Source: Tran D, et al. Short-course versus conventional length antimicrobial therapy for uncomplicated lower urinary tract infections in children: A meta-analysis of 1279 patients. J Pediatr. 2001;139:93-99.
A literature review of antimicrobial therapy for urinary tract infections in children yielded 517 citations. A meta-analysis was performed on 22 published trials that were selected by protocol, with a total of 1279 patients. Each study compared short-course and conventional course (5 days or longer) treatment using a single drug. All of the studies attempted to exclude children with pyelonephritis, as indicated by clinical signs, or elevated ESR or C-reactive protein. For all 22 studies, the test for heterogeneity was significant (P = .01), indicating that the differences among the studies in agents used and the definition of "short-course" therapy was significant. The overall difference in cure rates between single-dose/short-course and conventional length therapy was significant, favoring longer treatment (6.38%; 95% CI, 1.9-10.9%). Analysis of the 5 studies using amoxicillin showed that the test for heterogeneity was not significant (P = .6). The difference in cure rate for conventional length amoxicillin therapy was significantly better than for shorter courses (13.0%; 95% CI, 4.0- 24.0%). Analysis of the 6 studies using trimethoprim-sulfamethoxazole showed that the test for heterogeneity was significant (P = .004). The difference in cure rate between conventional and shorter courses of trimethoprim-sulfamethoxazole was not significant (6.2%; 95% CI, -3.7-16.2%).

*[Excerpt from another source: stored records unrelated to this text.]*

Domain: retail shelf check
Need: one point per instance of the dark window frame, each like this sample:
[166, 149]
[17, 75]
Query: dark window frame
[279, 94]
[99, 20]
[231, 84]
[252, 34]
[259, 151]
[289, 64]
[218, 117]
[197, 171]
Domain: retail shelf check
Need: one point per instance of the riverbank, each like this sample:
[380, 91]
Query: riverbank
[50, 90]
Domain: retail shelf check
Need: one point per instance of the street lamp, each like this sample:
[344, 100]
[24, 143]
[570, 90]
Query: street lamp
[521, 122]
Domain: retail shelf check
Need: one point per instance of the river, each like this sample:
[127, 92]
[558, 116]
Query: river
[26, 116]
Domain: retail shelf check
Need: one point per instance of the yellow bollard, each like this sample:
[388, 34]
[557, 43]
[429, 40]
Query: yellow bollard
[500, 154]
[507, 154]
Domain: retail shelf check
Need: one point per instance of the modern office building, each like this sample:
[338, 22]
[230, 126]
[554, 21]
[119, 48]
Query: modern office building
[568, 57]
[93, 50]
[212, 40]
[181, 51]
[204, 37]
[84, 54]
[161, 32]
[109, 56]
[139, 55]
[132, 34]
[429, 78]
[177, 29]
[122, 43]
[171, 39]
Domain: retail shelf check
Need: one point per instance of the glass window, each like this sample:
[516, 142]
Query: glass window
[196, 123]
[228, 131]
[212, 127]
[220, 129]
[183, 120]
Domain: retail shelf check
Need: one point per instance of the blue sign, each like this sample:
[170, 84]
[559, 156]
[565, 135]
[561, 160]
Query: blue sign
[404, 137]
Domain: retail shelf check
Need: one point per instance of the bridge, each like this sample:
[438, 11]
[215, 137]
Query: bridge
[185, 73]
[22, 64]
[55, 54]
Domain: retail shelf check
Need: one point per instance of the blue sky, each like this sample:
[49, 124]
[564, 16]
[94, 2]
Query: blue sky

Comment by Hal B. Jenson, MD, FAAP
Short-course antimicrobial therapy offers several potential advantages over conventional length of treatment, including increased compliance and potentially fewer adverse events. This meta-analysis demonstrated that among children with uncomplicated lower urinary tract infections, antimicrobial courses of 5 days or longer in duration were associated with higher cure rates. From the overall analysis, 16 patients (95% CI, 9- 53 patients) would have to receive conventional length therapy to prevent 1 treatment failure that would have occurred using single-dose or short-course therapy.
Analysis of the 5 studies using amoxicillin, 4 of which compared a single dose to conventional therapy, showed that the cure rate with shorter courses was significantly less than conventional length therapy. From this analysis, 8 patients (95% CI, 4-25 patients) would have to receive conventional length therapy to prevent 1 treatment failure that would have occurred using single-dose or short-course therapy. Similar analysis of the 6 studies that used trimethoprim-sulfamethoxazole, 3 of which compared a single dose to conventional therapy, showed no difference in cure rates between conventional and shorter courses. There were insufficient studies of other agents (eg, single-dose aminoglycosides, cephalo-sporins) for analysis.
Short-course therapy is less effective than courses of 5 or more days for treatment of uncomplicated lower urinary tract infections in children. This is largely the result of ineffectiveness of single-dose amoxicillin therapy. A 3-day course of trimethoprim-sulfamethoxazole appears to be as effective as longer courses of therapy.